Since ancient times, humans have gazed up at the night sky and seen much the same picture—a constant amid the turmoil down on Earth. We now know that chaos lies behind that calm persona: stars are in fact massive, hot balls of turbulent gas, continuously forging new elements through nuclear fusion. Given everything they have going on behind the scenes, have you ever wondered why they seem so… stable?

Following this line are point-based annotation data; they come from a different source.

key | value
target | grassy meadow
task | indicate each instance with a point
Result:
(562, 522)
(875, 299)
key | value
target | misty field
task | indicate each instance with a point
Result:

Of course, as with all the beautiful things in the universe, we ultimately have maths to thank for this. Stars are held together by just two simple differential equations:
$\displaystyle\frac{\mathrm{d}P}{\mathrm{d}r}=-\rho\frac{GM_r}{r^2}$
and
$\displaystyle \frac{\mathrm{d}M_r}{\mathrm{d}r}=4\pi r^2\rho$,
where $r$ represents the distance of a given point to the centre of the star.

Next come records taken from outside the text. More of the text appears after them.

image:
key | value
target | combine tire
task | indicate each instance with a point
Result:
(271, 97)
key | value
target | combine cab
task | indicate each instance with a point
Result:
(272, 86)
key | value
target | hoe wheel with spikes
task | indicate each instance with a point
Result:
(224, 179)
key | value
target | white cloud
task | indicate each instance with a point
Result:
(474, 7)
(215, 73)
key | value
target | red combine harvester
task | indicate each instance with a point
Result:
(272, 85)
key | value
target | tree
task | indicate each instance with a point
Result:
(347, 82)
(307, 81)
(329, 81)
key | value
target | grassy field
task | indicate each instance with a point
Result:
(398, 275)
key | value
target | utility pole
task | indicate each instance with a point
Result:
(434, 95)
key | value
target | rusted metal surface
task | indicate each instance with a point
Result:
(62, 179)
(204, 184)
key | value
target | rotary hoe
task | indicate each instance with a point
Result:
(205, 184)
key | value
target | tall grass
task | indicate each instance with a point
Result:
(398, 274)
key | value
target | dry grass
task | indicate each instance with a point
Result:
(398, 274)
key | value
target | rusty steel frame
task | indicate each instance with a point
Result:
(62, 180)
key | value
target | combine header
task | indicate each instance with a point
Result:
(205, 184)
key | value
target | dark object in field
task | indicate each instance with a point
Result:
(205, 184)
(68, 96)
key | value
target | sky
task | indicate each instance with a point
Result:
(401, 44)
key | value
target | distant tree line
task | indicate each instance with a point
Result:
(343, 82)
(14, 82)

The first equation is a statement of hydrostatic equilibrium: the pressure force of the gas pushing the star apart must exactly match the gravitational forwards pulling it in on itself. $P$ is the pressure, $M_r$ is the mass of the sphere contained by the radius $r$, and $\rho$ is the (non-constant) density of the star. The left-hand side, therefore, represents pressure force, while the right-hand side is the gravitational force (familiar perhaps from Newton’s law of gravitation).
The second equation effectively just defines $M_r$ (the right-hand side is simply the surface area of a sphere, multiplied by the density).
In fact, with only two more differential equations (and an equation of state, such as the ideal gas law), we can describe a star’s full structure, including temperature and luminosity:
$\displaystyle\frac{\mathrm{d}T}{\mathrm{d}r}=-\frac3{4ac}\frac{\kappa\rho}{T^3}\frac{L_r}{4\pi r^2},$
$\displaystyle\frac{\mathrm{d}L_r}{\mathrm{d}r}=4\pi r^2\rho\varepsilon.$
These have a bit more physics involved but they express the principles of thermal equilibrium and energy equilibrium. Isn’t it amazing that we can break such a massive, complex, intimidating structure down to just a few lines with a bit of mathematical modelling?